I loosen the clamps, adjust and once the post is perfectly vertical, I re-tighten the clamps and the post stays just where I want it. This is a solid cedar post.  Highly rot resistant but not rot proof.  To extend its life, the maker suggests that I not set it in concrete.

Why? Because the concrete forms a jacket or collar around the post.  If the post shrinks, water can get in between, get trapped there and cause the post to rot prematurely. So this one is going in plain old dirt.  After adding a few inches of soil, I stop and compact the soil using a 2 by 4. With the hole backfilled and compacted I can remove the clamps and braces.

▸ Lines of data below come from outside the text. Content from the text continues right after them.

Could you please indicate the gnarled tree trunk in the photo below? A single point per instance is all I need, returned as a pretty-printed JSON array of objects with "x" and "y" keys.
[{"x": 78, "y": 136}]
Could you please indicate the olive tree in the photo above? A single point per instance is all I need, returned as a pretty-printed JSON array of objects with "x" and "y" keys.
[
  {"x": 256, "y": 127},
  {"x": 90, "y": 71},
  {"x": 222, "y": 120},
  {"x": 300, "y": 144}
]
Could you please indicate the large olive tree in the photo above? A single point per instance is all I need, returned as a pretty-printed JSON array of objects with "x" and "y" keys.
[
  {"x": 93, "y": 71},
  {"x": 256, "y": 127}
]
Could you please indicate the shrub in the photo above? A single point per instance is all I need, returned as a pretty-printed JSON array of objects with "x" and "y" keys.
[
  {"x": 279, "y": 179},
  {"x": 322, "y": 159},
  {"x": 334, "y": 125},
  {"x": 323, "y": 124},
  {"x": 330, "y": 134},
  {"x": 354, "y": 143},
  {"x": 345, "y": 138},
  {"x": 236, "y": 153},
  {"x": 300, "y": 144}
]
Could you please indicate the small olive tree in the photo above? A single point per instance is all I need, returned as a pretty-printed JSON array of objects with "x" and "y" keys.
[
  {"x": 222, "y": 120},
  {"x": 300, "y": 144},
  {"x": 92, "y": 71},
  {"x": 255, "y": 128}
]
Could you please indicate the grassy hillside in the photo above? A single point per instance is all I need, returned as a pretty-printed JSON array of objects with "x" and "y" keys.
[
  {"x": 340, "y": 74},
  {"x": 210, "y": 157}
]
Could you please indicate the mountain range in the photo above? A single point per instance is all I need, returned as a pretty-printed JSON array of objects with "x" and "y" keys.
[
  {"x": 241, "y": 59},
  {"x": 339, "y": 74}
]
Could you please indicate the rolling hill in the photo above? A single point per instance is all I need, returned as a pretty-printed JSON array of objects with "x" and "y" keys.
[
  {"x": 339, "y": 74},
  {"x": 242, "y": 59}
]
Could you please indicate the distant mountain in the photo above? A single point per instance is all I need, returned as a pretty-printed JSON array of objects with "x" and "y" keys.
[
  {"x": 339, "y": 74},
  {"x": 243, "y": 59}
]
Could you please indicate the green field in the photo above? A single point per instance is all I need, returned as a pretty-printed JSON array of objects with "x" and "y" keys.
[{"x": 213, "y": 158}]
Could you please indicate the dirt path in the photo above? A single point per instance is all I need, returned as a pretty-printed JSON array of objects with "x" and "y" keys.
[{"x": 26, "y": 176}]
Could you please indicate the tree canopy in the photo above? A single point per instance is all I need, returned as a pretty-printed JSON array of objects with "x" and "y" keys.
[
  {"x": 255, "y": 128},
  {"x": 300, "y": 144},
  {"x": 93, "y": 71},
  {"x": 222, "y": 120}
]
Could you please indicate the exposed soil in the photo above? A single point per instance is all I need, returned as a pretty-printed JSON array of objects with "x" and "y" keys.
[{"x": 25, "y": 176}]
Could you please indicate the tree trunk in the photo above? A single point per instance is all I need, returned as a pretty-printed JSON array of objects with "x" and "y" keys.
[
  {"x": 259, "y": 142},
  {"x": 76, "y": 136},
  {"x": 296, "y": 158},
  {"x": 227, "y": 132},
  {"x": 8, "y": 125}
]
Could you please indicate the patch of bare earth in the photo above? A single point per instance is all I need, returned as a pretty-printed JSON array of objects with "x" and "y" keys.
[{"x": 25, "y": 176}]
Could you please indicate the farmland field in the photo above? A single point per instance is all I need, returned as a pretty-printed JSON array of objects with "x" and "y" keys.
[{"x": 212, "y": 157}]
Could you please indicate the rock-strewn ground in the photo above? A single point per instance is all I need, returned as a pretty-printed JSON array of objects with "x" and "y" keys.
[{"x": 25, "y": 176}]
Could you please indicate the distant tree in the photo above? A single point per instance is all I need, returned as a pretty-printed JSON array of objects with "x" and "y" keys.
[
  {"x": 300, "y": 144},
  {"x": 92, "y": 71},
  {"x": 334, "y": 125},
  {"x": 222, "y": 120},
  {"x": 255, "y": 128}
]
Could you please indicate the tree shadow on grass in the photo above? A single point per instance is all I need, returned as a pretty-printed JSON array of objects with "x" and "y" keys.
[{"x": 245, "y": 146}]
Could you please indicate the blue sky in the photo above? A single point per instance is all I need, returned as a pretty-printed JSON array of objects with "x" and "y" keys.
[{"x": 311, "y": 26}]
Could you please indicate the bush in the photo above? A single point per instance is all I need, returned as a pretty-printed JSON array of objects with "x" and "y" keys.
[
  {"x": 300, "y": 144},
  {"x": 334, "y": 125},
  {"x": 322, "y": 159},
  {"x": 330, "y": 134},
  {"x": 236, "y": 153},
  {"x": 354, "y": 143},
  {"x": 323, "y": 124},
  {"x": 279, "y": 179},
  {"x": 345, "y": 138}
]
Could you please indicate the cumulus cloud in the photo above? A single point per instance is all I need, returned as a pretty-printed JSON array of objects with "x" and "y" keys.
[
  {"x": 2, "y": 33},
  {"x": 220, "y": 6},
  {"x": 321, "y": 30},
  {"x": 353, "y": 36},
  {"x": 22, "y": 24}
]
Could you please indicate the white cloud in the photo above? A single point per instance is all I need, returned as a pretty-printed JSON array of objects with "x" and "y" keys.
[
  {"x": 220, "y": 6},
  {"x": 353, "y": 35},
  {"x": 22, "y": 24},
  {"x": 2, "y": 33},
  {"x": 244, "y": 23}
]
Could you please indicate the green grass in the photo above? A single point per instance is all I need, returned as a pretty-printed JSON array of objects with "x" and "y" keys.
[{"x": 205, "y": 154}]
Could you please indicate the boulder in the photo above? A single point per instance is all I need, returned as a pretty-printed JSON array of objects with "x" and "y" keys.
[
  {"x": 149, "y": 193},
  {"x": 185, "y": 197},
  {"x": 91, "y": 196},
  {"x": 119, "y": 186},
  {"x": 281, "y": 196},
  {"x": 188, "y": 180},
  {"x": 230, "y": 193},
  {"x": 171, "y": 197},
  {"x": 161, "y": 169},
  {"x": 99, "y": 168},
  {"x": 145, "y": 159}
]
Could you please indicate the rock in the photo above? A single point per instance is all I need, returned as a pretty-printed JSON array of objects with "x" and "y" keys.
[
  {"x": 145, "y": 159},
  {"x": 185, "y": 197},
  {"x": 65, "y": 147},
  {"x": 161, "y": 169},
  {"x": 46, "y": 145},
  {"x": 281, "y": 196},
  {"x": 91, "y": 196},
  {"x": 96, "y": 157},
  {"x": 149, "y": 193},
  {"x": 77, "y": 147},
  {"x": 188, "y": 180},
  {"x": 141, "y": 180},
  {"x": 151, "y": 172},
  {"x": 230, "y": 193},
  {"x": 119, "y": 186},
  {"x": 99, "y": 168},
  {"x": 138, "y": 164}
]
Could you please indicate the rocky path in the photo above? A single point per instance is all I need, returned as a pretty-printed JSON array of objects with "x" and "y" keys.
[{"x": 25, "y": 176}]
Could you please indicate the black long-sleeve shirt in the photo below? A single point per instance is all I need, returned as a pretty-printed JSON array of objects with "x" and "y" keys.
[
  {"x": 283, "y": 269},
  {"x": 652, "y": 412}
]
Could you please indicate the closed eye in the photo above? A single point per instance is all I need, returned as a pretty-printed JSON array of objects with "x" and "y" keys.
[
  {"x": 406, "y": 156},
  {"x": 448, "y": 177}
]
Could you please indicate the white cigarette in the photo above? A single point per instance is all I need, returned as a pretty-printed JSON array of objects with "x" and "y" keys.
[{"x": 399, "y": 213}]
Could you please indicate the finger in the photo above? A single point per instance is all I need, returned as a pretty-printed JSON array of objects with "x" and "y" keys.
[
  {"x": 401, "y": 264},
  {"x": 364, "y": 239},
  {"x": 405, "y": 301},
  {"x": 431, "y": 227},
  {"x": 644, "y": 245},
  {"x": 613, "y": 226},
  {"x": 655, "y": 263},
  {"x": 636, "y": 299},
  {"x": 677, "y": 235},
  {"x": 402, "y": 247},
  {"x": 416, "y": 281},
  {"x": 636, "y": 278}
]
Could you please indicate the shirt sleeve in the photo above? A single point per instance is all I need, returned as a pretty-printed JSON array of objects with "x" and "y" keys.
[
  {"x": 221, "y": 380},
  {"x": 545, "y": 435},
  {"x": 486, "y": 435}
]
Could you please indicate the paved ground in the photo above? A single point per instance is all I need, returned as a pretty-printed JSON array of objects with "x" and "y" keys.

Now this cedar sleeve is what's going to turn an otherwise ordinary post into something special.  It slips over the top and is held in place with finish nails.  To keep water out, I apply caulk to the joint and smooth out the bead using my finger.

This post cap also adds a classic touch and incorporates a mounting base for the light fixture.  I'm working alone today. So I've made this clamp-on shelf. The plan is to lay the light fixture on it while I connect the wires.

The electrical connections are pretty basic. Split the PVC covering, strip off the wire insulation, secure the wires together using wire nuts and wrap the whole thing tightly with electrical tape for some added weather proofing and to help things slip more easily into the hole in the center of the post. 

Now I can slip the lantern over the mounting base, install a screw, check for level, then put in the remaining fasteners. 

Well I'm just about there. All that's left is to set on the lantern top and trim ring, then screw on the finial.  You know there's something very welcoming about a lamp post, I guess it says yes, we're home, come on in -for our friends and family we can now say, we'll leave the light on for you.

Learn how to install an outdoor lamp post; details include digging a post hole, setting the post and wiring the lamp.

Curb appeal is more than a way to impress prospective buyers when you are selling your home. It's also something that can make you feel good about coming home every time you pull into your driveway. Sometimes something quite small can make a big difference. Ron decided that a lamp post and carriage lantern on his front lawn would give his home a warm and welcoming look.